Tengo la soledad segunda entre mis manos
como una ciudad muerta,
como un cielo olvidado donde no van los pájaros
de la luz o del beso
a picotear los altos racimos donde cuelgan
las uvas del silencio.
Desolada y terrestre soledad en que habito:
mi Edén, mi Paraíso, mi tálamo de espadas.

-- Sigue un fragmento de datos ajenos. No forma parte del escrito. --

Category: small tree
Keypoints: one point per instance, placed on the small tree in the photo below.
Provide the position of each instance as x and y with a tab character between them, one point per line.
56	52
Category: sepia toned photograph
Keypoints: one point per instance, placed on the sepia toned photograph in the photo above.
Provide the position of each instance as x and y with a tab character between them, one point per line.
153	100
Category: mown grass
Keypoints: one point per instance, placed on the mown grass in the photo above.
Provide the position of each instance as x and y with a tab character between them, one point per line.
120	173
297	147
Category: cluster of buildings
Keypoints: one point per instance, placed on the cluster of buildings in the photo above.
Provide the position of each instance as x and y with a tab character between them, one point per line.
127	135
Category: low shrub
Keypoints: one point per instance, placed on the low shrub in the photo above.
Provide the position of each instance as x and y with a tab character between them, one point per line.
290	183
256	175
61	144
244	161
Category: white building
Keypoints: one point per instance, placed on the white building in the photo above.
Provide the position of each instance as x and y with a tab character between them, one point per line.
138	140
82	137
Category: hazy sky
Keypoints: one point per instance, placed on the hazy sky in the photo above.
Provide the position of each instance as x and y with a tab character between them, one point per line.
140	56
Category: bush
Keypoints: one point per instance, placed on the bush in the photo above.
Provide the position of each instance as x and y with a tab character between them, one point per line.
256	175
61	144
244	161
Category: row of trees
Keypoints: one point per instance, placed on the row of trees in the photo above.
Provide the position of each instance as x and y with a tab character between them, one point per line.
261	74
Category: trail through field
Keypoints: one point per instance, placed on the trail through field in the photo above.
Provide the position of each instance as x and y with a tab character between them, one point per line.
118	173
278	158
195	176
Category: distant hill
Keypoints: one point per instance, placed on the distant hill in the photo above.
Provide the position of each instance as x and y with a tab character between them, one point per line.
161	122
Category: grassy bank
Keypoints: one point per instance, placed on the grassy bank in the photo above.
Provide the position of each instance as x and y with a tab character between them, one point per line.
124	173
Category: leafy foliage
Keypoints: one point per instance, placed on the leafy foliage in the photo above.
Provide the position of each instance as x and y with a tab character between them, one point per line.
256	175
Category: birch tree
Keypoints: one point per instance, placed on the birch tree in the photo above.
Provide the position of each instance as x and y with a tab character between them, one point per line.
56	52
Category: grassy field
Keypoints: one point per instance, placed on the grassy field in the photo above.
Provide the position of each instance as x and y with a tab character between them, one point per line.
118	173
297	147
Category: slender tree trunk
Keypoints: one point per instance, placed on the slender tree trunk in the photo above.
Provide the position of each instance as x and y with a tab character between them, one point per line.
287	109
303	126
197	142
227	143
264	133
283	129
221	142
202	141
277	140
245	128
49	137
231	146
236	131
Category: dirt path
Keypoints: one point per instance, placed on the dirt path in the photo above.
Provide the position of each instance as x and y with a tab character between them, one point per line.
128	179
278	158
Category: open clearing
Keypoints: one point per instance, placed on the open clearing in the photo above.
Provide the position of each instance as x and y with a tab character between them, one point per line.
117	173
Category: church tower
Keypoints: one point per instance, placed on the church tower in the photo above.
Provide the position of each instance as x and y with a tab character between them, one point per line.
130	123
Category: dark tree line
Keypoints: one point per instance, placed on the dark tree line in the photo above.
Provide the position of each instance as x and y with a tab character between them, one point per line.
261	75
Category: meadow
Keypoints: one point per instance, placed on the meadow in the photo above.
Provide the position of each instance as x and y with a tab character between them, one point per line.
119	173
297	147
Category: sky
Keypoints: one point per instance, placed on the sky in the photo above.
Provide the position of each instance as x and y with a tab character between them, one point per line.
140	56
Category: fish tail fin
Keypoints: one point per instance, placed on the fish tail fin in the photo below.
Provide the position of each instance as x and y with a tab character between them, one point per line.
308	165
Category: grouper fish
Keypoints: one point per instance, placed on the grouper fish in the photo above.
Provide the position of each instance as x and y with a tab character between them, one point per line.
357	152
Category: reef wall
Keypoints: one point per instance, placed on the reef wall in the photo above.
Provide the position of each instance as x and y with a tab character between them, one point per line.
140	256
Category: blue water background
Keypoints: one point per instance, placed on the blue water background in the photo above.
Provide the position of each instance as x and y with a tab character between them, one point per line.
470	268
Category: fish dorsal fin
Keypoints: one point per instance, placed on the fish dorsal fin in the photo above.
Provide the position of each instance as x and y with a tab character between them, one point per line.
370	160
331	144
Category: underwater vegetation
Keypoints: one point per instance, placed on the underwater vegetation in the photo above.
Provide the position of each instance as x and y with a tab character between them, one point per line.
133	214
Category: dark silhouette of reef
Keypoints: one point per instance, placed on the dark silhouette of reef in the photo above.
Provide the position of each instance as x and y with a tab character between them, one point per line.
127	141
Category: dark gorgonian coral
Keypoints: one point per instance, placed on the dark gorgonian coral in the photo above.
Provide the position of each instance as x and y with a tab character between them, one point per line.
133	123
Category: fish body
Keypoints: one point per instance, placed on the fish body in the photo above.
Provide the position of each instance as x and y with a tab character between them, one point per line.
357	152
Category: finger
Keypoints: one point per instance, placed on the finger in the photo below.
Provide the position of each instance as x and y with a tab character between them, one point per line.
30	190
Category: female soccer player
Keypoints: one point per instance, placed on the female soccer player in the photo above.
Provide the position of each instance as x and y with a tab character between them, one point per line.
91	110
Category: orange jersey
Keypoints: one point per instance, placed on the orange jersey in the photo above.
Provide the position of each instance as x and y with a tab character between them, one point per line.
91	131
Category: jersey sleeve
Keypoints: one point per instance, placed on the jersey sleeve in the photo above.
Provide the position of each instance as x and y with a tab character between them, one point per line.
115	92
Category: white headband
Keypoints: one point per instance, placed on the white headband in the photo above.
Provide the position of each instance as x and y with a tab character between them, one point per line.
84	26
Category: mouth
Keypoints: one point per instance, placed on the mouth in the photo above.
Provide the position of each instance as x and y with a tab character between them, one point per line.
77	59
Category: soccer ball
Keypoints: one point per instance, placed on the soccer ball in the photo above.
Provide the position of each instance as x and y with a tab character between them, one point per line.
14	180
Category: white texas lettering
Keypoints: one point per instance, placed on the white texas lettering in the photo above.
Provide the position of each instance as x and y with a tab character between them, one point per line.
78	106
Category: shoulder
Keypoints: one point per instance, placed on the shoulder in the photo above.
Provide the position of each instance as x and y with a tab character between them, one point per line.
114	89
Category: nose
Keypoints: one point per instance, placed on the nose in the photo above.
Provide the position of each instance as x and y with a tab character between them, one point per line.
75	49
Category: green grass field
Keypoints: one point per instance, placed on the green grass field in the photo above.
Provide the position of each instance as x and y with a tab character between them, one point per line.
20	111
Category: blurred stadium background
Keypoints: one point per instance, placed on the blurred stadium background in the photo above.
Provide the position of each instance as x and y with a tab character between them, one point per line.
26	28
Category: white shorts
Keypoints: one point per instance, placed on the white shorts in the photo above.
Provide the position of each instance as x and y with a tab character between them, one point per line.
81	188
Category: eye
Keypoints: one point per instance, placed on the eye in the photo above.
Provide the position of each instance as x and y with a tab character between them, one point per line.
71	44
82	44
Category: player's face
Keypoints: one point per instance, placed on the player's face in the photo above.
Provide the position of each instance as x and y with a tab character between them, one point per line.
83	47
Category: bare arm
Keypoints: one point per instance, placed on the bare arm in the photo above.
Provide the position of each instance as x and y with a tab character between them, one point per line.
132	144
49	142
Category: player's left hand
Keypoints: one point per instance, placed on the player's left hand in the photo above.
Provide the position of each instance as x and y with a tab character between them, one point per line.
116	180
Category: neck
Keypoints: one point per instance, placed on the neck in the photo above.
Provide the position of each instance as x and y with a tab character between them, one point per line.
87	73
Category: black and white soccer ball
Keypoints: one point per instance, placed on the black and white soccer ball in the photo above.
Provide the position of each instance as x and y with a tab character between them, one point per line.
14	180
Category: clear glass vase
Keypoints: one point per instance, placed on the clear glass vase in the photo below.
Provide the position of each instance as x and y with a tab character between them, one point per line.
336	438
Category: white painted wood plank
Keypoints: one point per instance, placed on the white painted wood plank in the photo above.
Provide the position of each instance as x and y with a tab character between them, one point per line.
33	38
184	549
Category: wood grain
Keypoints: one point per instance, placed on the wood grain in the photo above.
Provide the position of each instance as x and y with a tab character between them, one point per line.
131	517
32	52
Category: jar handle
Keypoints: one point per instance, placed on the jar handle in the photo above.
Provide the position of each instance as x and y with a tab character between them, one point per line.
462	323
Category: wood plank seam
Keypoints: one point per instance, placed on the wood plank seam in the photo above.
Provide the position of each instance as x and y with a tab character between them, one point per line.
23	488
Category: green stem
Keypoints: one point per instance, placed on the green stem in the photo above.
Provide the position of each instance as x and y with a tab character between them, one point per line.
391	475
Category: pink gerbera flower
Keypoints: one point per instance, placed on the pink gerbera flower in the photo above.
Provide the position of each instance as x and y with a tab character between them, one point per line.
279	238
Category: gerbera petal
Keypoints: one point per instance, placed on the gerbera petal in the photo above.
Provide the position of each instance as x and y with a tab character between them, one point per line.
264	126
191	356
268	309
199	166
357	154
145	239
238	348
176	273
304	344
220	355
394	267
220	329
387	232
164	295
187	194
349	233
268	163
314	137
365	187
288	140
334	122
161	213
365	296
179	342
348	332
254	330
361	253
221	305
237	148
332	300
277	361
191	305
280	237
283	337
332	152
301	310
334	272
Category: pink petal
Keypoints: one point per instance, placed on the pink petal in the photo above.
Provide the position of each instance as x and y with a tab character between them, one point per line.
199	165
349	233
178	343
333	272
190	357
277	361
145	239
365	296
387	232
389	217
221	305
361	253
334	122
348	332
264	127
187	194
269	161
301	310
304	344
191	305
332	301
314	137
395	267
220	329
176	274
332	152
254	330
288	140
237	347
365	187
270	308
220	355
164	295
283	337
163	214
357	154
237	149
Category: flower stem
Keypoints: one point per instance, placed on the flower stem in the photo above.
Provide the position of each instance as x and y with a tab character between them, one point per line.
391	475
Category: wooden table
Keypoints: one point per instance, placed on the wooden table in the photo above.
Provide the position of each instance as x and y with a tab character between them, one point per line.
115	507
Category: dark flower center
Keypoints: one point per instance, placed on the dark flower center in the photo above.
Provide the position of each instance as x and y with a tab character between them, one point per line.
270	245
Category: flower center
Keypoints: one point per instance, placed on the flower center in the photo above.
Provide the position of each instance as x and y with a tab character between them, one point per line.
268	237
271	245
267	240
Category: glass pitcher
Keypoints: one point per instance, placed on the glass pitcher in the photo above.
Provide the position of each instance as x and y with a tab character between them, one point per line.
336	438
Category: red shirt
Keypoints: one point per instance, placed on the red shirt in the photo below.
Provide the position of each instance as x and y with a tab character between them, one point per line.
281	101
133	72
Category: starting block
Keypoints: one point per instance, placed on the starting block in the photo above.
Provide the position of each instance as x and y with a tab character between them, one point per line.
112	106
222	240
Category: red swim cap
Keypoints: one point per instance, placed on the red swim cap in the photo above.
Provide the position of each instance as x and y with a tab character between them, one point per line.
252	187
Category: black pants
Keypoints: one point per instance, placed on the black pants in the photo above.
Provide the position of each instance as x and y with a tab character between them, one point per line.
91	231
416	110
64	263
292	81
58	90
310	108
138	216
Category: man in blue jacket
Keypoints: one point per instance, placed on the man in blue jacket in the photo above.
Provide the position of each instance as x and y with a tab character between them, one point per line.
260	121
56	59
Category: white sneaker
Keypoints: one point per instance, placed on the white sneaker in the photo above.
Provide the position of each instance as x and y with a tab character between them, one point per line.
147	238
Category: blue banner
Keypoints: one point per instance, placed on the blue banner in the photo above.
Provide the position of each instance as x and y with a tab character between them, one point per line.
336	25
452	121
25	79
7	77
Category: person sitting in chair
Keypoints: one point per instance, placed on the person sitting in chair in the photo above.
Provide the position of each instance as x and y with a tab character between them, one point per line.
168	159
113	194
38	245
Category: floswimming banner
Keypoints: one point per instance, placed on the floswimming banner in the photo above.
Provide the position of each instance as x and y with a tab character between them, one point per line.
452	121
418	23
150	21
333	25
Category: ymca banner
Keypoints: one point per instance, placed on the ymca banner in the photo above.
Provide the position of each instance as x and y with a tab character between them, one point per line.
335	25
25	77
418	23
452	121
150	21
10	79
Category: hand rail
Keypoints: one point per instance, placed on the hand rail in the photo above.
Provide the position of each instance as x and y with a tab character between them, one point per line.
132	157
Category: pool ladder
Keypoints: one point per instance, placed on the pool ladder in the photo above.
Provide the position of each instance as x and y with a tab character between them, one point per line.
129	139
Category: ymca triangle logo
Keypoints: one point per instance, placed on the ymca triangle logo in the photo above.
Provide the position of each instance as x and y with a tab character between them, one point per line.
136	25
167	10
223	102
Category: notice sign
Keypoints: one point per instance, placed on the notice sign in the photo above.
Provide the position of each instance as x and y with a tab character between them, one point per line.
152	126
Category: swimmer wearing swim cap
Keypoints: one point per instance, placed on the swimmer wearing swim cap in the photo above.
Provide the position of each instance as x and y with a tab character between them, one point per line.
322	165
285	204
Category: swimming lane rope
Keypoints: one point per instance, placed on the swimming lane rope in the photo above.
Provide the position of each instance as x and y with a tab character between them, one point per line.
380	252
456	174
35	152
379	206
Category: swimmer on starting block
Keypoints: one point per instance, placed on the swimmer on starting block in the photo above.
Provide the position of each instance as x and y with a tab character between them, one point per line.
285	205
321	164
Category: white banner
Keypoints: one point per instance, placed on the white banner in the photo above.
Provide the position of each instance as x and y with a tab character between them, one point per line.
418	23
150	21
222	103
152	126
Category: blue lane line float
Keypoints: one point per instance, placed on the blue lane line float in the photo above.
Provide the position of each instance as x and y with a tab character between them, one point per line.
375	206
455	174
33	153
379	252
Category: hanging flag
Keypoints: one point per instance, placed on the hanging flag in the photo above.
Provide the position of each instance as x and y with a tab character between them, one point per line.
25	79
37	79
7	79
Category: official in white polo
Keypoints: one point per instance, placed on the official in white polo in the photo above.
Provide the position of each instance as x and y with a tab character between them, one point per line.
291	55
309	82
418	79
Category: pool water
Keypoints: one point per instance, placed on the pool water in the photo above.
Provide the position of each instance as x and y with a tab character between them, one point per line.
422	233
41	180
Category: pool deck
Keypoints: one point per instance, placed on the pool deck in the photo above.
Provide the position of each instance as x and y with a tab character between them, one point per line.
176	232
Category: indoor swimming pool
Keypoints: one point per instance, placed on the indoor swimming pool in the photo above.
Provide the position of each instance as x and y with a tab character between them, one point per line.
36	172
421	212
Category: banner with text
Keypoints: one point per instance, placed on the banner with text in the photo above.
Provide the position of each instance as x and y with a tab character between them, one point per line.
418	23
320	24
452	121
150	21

Aquí ahora mi llanto más íntimo, la fuente
de desatadas aguas que me inundan por dentro,
de los ríos que viene muriendo por mis ojos.
Esta no es la ventana para mirar lo eterno,
aquello que limita mi ser y lo destruye
en dos tiempos de sombra para una misma angustia!
Prefiero la difunta ceniza de una rosa,
la huella de otro viento, de otra ciudad de nuevo
mil veces destruida.
Pero que nada sea perenne en torno mío:
ni la piedra, ni el árbol, ni el eco de su voz
lleno de eternidades.
Que nada tenga un mismo destino prefijado
de antiguo por su mano,
que el río un día de nuevo retome con sus aguas
profundas hacia arriba,
hacia el cristal desnudo de su primera gota;
que no parta el origen tan sólo de su verbo,
sino que muchas rutas distintas se eslabonen
para llegar al hombre.
No es tu mundo de objetos amables lo que quiero:
me es igual la presencia de todas tus estatuas
de luz perecedera.
Quiero algo de sangre —en mí— siendo de otro,
para que así mi llanto también tenga otros ojos.
Que cese el imperialismo americano? Ay, sí!
Pero que cesen otros imperialismos también!